L’IA, privée de son intelligence et désenchantée, est-elle donc un élément technologique tout à fait normal dans notre quotidien numérique ? Sebastian Hallensleben est l’un de ceux qui doivent le savoir. Car sa mission consiste actuellement à développer les normes nécessaires à la mise en œuvre de la nouvelle législation européenne sur l’IA. Le défi est de nature fondamentale, explique Hallenslebel, et consiste à garantir l’authenticité et l’identité dans l’espace numérique. Et Hallensleben de mettre en garde : le cadre réglementaire est certes important, mais pas suffisant pour limiter les dommages potentiels de l’IA. Et ceux-ci, comme le montre de manière impressionnante Francesca Bosco de l’Institut Cyberpeace de Genève, sont multiples et leur potentiel de dommages ne doit pas être sous-estimé.
Une intelligence artificielle éthique — et beaucoup de pragmatisme
C’est là que la philanthropie entre en jeu.

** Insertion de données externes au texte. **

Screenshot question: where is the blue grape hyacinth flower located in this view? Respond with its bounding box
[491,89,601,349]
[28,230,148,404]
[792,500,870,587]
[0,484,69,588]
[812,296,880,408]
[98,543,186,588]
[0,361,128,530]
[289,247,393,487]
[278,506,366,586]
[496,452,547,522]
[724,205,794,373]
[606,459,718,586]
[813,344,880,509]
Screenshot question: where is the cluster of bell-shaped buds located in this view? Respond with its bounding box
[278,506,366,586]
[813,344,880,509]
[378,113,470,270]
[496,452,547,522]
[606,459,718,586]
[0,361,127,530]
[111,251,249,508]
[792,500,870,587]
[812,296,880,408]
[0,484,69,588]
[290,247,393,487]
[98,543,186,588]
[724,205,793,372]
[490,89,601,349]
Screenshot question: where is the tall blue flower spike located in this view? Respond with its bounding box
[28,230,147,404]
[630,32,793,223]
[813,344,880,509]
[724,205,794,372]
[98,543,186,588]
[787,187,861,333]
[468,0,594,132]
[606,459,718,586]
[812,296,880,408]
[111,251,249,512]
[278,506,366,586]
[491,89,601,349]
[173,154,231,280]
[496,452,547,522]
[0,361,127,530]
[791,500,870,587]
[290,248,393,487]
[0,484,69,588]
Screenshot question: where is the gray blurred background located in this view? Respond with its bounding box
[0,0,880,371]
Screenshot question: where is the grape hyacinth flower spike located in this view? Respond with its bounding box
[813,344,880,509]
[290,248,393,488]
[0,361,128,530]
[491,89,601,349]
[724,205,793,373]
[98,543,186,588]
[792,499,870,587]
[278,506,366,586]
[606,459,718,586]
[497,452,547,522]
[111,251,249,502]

Elle peut promouvoir de manière décisive une utilisation éthique — et donc en premier lieu responsable — de l’IA. De nombreux spécialistes considèrent qu’une telle bonne pratique est le moyen le plus efficace de lutter contre une utilisation abusive ou dangereuse des nouvelles possibilités.

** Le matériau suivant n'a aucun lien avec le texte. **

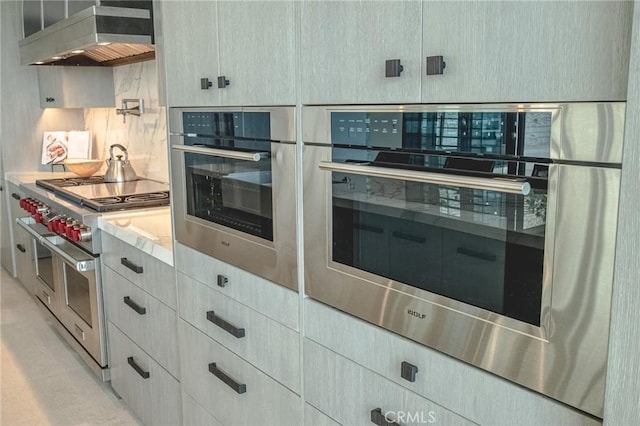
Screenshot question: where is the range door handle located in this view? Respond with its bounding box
[318,161,531,195]
[127,356,150,379]
[171,145,271,161]
[209,362,247,394]
[207,311,245,339]
[124,296,147,315]
[371,408,400,426]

Selon Luciano Floridi, ce n’est pas seulement l’abus qui est contraire à l’éthique, mais aussi l’utilisation excessive ou gaspillée de l’IA, tout comme la non-utilisation de l’IA. Ainsi, il est à la fois contraire à l’éthique et antiéconomique de ne pas laisser la société civile ou les minorités sociales participer aux nouvelles possibilités (parmi les minorités, il compte également les jeunes ou les femmes, qui ne sont généralement pas au centre des tendances technologiques). Les fondations pourraient veiller à ce que l’IA soit disponible dans ces domaines comme dans d’autres, par exemple en réduisant les coûts d’opportunité ou en contribuant aux coûts de développement.
Le pragmatisme est donc de mise. Nelson Amaya Durán s’en félicite également. La philanthropie devrait généralement descendre de ses grands chevaux. Elle fait traditionnellement ce que l’économie privée ignore et ce que les autorités n’arrivent pas à faire assez vite — ni plus ni moins. Et c’est en fait bien et juste ainsi. La McGovern Foundation, basée à Chicago, est un exemple d’une telle fondation — probablement la seule fondation au monde qui, selon son objectif, se concentre exclusivement sur l’IA.

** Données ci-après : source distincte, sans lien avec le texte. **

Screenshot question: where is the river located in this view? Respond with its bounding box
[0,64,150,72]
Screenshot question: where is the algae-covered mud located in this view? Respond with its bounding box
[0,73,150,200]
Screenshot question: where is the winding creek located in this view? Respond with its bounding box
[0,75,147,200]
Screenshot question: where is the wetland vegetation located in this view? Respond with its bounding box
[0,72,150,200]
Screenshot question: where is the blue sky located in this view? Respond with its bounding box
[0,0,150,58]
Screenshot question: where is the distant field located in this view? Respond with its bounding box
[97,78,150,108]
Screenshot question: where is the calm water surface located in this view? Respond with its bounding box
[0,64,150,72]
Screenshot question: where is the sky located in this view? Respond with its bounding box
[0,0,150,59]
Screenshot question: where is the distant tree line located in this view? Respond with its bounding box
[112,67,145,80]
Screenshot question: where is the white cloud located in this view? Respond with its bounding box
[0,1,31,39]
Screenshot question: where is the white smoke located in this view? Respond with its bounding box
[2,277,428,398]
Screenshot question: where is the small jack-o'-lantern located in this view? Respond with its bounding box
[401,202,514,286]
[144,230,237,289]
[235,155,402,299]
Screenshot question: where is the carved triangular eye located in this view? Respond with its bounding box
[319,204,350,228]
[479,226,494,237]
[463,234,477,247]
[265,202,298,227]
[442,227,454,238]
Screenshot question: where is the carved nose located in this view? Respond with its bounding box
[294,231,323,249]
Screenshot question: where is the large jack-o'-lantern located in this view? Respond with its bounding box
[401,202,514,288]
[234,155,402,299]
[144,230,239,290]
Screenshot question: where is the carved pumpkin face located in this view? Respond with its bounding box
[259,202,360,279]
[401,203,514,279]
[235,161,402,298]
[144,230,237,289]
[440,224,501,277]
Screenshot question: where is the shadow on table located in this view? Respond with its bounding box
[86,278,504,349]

Mais cet exemple montre justement que le chemin est encore long. La fondation vient de publier sa première IA orientée vers la société civile, un assistant pour le journalisme d’investigation. Mais pour que l’intelligence artificielle devienne un champ d’application tangible pour les fondations, il faut encore beaucoup plus de prototypes et d’études de cas de ce type, qui rendent tangible une valeur ajoutée pratique des nouvelles possibilités. C’est précisément l’objectif de l’AI Learning Journey (ainsi que de deux bootcamps spéciaux pour les funders et les nonprofits).